今は聖剣と一緒に埋葬されているが。さて…とうとう最後の一人、メシアの番がやって来た。


「最後はメシアさん!彼女の加護は『罪殺し』の加護と言って、発動して攻撃を加えれば加える程に相手の中に眠る罪を肥大化させ、最後には自分の罪深さを自覚させて戦意を根こそぎ殺してしまうある意味恐ろしい加護です!メシアの名に相応しいのかどうか丸一日頭を悩ませたくなる様な加護でございます!」

「戦意を殺すってもう二度と戦う気が起らないとか、そんな感じのか?」

「まさにそれなんですよぅ。しかもメシアさんの方に戦意があれば戦意を失った者は抗う事が出来ず殴り殺される、そんな状況を『罪殺し』の加護は生み出せるのです!」

「実質上手く使えば戦闘最強じゃん…」

「まだ皆さんは加護持ちとしては未熟ですから不安がる事はありませんよ。しかも今は仲間なので狙われる心配ありません!」

「ずっとその方が俺としては嬉しいな」


そんな話をしていると、突然辺りを霧の様なものが漂い始めた。
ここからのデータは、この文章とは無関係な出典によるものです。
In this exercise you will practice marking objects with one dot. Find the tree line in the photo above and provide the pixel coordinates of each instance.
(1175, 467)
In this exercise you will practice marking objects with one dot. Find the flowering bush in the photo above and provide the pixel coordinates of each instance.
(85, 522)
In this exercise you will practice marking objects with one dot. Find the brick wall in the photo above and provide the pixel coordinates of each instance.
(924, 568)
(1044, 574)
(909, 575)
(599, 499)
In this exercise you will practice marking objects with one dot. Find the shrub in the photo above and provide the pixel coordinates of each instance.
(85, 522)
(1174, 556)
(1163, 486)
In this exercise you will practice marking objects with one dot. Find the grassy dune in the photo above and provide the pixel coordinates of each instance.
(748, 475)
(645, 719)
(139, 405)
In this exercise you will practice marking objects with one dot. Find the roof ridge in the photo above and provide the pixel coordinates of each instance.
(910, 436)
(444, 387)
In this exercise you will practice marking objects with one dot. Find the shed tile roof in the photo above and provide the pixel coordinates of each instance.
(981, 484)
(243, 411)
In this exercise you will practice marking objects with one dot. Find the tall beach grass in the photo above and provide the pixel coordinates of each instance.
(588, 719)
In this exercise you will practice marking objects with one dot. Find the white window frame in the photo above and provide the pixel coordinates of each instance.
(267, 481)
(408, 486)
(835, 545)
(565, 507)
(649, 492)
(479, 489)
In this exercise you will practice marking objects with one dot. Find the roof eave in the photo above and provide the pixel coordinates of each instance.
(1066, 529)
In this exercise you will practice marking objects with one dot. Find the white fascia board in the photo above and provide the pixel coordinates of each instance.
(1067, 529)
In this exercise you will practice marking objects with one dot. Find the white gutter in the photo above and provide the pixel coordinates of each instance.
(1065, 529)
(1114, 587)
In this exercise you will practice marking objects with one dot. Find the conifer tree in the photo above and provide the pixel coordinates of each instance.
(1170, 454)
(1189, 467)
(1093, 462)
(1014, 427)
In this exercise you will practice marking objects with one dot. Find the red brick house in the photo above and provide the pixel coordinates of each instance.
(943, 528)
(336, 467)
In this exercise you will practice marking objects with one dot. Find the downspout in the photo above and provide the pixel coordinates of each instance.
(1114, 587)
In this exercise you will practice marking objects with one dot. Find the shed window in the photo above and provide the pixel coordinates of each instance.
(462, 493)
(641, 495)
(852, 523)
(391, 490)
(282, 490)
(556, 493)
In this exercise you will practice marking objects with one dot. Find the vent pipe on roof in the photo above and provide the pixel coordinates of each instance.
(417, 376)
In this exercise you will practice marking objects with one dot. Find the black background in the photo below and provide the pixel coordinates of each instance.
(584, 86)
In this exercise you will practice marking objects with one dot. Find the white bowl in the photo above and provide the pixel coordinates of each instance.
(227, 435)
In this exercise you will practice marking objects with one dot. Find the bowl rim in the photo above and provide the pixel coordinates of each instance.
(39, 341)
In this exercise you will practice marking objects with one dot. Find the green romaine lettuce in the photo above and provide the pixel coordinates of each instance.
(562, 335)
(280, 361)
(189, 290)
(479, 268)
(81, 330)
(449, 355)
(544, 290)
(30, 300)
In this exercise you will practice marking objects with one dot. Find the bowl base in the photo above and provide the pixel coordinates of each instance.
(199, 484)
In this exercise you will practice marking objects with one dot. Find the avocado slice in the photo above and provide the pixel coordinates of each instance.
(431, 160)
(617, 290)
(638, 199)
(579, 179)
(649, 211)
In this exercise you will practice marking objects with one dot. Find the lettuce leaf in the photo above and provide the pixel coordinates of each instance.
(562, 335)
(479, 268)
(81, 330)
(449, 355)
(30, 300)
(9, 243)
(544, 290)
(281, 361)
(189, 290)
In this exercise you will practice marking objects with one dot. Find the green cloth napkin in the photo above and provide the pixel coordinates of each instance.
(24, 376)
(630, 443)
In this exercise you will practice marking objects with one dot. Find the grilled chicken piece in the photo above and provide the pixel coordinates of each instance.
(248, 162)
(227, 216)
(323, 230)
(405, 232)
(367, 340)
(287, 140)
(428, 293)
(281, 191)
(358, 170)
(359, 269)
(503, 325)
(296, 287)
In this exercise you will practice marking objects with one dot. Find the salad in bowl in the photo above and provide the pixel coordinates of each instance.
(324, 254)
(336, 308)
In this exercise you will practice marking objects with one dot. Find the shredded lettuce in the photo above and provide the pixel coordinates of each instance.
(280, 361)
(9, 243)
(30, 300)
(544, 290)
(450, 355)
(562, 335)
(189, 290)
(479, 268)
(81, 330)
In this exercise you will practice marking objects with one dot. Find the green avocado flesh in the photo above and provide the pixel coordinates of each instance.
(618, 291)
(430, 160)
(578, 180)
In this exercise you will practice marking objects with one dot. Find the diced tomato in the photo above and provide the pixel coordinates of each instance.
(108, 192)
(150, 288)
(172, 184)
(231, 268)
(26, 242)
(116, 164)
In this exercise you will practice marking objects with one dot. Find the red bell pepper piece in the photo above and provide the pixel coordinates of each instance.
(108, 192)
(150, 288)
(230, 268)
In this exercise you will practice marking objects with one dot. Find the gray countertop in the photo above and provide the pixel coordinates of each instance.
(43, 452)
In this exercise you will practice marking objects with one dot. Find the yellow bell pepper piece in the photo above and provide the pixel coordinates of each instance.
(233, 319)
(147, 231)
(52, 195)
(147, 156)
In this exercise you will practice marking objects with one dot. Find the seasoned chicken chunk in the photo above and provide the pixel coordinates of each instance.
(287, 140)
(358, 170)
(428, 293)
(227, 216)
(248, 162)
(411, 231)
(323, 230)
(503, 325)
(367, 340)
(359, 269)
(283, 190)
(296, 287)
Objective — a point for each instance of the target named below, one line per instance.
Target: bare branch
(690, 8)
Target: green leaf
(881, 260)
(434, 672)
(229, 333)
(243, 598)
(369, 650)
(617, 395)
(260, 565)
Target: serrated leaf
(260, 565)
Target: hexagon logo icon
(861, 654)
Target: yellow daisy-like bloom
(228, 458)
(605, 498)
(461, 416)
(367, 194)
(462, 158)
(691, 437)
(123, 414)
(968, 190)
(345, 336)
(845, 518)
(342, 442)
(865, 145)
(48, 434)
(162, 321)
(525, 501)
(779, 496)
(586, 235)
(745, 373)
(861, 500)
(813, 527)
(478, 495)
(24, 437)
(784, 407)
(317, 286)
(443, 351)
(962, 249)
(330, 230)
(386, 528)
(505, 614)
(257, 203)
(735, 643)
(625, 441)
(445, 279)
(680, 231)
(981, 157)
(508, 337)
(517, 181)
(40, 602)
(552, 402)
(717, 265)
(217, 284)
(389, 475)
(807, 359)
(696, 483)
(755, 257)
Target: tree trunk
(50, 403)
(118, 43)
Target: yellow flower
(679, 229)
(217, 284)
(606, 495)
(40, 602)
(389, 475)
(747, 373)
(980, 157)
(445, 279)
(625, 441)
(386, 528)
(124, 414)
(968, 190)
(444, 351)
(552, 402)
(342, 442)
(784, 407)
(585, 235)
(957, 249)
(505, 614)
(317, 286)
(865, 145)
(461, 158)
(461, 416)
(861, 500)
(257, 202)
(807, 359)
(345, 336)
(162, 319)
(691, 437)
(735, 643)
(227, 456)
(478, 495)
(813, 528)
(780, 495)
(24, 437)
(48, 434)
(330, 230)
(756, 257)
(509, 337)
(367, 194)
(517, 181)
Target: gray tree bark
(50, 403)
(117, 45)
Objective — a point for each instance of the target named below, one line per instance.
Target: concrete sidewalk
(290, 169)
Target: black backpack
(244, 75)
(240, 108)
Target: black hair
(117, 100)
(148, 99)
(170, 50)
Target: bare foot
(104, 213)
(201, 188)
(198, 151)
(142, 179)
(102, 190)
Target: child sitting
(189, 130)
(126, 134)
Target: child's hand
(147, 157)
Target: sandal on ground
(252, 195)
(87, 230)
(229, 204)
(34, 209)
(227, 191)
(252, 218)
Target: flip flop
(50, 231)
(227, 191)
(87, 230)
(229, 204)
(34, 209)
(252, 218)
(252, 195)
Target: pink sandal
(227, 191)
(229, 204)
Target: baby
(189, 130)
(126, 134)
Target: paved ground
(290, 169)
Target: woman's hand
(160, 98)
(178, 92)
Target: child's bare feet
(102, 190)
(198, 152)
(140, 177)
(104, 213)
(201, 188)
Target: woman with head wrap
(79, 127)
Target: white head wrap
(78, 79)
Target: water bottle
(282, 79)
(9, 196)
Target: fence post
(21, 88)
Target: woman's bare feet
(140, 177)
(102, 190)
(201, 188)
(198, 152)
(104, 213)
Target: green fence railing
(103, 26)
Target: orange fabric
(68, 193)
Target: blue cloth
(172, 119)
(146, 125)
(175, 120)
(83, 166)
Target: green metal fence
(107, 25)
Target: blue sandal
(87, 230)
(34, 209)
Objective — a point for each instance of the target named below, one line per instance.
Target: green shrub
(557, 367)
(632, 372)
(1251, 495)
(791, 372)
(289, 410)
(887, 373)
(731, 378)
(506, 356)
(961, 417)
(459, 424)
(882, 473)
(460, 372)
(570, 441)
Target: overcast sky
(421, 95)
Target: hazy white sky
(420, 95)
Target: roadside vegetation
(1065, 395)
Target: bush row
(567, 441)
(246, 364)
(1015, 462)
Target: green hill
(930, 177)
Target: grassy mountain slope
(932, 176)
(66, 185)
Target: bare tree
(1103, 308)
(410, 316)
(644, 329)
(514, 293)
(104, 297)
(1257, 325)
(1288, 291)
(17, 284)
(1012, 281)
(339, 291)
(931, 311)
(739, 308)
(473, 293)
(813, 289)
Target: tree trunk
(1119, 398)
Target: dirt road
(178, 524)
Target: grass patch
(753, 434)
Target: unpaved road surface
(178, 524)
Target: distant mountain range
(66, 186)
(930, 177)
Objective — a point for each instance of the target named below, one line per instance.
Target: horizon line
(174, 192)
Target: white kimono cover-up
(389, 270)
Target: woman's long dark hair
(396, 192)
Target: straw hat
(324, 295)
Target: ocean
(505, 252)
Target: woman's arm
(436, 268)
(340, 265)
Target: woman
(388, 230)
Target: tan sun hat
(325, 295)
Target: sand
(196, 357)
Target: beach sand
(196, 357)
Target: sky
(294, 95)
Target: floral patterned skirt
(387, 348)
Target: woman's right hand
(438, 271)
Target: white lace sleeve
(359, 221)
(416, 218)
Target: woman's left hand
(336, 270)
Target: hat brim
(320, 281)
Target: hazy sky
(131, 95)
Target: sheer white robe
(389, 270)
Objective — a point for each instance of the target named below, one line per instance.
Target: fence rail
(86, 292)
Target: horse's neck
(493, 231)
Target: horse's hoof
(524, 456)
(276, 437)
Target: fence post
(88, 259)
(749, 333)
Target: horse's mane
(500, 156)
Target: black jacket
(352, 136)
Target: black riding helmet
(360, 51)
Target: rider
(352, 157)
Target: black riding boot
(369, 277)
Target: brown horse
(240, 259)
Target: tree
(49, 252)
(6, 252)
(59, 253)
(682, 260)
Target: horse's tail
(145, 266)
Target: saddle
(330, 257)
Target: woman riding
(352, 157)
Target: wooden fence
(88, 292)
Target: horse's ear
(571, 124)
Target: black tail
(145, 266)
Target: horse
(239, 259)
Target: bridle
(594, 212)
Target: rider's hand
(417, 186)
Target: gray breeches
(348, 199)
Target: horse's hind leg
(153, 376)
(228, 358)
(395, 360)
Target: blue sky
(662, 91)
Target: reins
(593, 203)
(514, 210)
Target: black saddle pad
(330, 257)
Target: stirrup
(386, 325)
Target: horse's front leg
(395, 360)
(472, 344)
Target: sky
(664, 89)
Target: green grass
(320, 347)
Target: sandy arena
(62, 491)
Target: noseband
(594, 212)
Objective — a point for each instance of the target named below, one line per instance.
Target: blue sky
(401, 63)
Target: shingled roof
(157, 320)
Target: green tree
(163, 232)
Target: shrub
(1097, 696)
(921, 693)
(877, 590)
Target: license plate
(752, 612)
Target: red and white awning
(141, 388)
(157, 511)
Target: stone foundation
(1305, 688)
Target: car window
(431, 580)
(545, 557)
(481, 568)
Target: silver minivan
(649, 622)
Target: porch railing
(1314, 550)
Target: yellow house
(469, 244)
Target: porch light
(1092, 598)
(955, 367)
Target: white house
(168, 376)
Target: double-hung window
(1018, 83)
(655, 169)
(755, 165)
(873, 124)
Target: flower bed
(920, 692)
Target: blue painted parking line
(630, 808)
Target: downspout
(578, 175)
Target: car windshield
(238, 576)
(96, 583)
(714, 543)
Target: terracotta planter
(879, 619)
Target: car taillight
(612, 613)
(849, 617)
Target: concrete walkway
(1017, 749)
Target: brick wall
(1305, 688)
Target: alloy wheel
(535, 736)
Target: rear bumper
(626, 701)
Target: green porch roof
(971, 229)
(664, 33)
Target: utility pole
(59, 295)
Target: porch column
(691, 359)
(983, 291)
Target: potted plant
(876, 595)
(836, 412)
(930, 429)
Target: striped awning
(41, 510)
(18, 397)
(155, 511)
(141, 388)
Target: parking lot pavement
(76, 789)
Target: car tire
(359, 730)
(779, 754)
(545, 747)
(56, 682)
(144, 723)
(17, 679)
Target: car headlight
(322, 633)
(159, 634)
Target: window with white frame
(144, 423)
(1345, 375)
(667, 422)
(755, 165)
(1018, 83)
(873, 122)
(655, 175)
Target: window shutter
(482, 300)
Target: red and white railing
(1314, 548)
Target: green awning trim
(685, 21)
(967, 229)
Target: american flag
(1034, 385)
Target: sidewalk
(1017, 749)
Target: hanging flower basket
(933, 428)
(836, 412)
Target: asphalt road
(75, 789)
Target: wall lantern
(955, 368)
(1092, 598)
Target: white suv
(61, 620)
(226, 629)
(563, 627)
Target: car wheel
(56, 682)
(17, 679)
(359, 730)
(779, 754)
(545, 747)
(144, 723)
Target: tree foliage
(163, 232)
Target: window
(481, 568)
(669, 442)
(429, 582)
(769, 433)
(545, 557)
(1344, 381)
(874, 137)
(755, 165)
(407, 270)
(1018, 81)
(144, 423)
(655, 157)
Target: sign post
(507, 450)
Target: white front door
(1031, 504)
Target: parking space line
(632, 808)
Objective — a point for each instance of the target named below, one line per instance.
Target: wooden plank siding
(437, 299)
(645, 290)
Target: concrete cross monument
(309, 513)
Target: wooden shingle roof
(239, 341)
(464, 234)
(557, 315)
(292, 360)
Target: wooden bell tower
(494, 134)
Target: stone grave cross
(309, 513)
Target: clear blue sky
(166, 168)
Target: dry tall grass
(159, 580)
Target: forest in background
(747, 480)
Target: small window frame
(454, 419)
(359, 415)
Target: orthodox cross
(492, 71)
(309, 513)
皆起きる様子はないし、取り敢えず起こして状況確認をしようかと思い重い腰を上げたその時、不意に頭がクラッとした。


「な、んだ…?」

「マスター!?どうなされました?マスター!」

「ぐ…意識、が……」


耳元でテキストが叫び続けるが、一定の間隔で波の様に訪れる眠気の仕業で殆ど何も聞こえない。俺は何度も頬をひっぱたたこうと体を動かそうとするが、力が入らず腕を上げたところでボトッと落ちる様になった。

動けるうちに何とかする手段はないか必死に探るが何も考えつかないしそもそも半分寝た脳じゃ考え事もまともに出来やしない。そうして、薄れていく意識の中で俺は声を聞く。


「馬鹿共六人、我が微睡みの中へごあんなぁーい」


世界が暗転した。

『改造』の加護

ツヨシが女神アルテシア様から与えられた最上級の加護。

その名の通り、様々な改造を施せる夢の様な加護。

改造し過ぎると対象の肉体が崩壊しかねないので一人三回までと制限がある。

ちなみに物も同じ条件で改造する事が出来る。